I have always loved to travel and be outside and I love to question things! Big landscapes inspire me, as do the things I see and experience outside my daily life and routines, the people I meet along the way, and the insights that I gain exploring this fantastic world in which we live. Though that love of learning began when I was a child, spending wonderful bits of time on a farm outside of Toronto, it continued in my teaching of exceptional children in my years as an Academic Challenge teacher in Edmonton, and on through more than a decade of homeschooling my own children. Those times spent romping through the forests and fields of that farm in my youth helped instil in me an independent spirit. That was heightened, especially in the final year of my degree in university, and then in the year following that in which I backpacked with my future husband, meeting people and exploring places in Europe and Asia. That independence was honed during our homeschooling years, where we travelled as much as we could, always in off-season times, learning from our experiences in and around the world (what better place is there for meaningful, truly relevant learning to occur than in the world-as-a-classroom, I ask you?). And it continues to be developed to this day with our outdoor, empty-nest adventures at home and afar. Deeply ingrained in me is a sense of autonomy, a desperate need to continue exploring, and a passion for learning. I hope that through my travel and hiking blog I can share with you a taste of that thrill of learning, a wee bit of that passion for exploration and a huge chunk of that zest for living that is an essential part of who I am.

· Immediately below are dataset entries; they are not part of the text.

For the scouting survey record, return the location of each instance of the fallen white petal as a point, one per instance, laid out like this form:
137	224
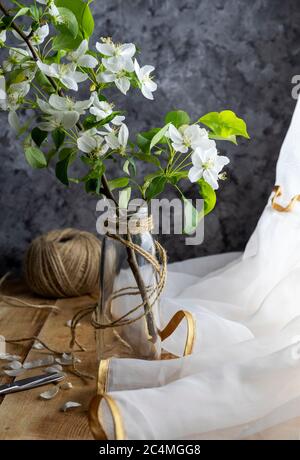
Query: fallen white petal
69	323
69	405
66	386
53	369
15	365
8	357
38	346
67	359
39	362
49	394
14	372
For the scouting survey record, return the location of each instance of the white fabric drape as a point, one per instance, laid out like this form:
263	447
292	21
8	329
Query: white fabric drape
244	375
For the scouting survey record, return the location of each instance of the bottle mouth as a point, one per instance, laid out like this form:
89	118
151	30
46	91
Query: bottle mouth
133	211
135	223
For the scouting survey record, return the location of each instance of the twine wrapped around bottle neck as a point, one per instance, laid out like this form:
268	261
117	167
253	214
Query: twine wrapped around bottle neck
134	224
159	265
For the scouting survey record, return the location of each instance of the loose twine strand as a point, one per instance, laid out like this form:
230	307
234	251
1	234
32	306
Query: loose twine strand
153	291
159	265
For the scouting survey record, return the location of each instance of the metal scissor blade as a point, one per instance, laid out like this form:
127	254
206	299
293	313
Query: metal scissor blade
31	382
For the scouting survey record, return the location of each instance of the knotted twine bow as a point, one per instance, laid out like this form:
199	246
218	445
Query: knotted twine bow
278	207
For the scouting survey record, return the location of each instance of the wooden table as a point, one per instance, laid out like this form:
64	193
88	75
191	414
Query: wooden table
25	415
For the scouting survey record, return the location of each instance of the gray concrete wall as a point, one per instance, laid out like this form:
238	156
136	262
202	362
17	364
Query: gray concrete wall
209	55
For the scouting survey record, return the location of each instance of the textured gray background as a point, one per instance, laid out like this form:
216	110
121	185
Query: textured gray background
209	55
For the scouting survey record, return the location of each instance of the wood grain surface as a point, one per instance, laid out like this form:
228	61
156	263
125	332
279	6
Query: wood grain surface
25	415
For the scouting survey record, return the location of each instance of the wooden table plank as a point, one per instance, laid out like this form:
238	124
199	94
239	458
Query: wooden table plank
17	321
24	415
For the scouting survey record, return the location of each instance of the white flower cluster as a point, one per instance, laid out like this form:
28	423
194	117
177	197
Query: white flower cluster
119	64
207	163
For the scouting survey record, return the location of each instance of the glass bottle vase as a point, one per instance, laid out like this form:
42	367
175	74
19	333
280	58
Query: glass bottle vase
128	307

Eventually I will post about each of these:
Buller Passes Circuit
Mount Allan + Centennial Ridge
Mount Edith and Cory Passes
Heart Mountain Circuit
Old Goat Glacier
Trekking up a mountain’s shoulder, hiking through a flowering alpine meadow, snowshoeing through a dense pine forest, or taking in the 360 degree views from a ridge top vantage point make me feel alive. The experiences in these places give me a profound sense of space and place.
Travel does a similar thing, pushing me out of my comfort zone, exposing me to new experiences, new people and new ways of thinking; it also gives me that sense of space and place in this world.
I believe that life is lived in the contrasts: when you experience simplicity and complexity and life's ups and downs, whether they be physically in this world or mentally in your own personal inner landscape, you know that you are truly living.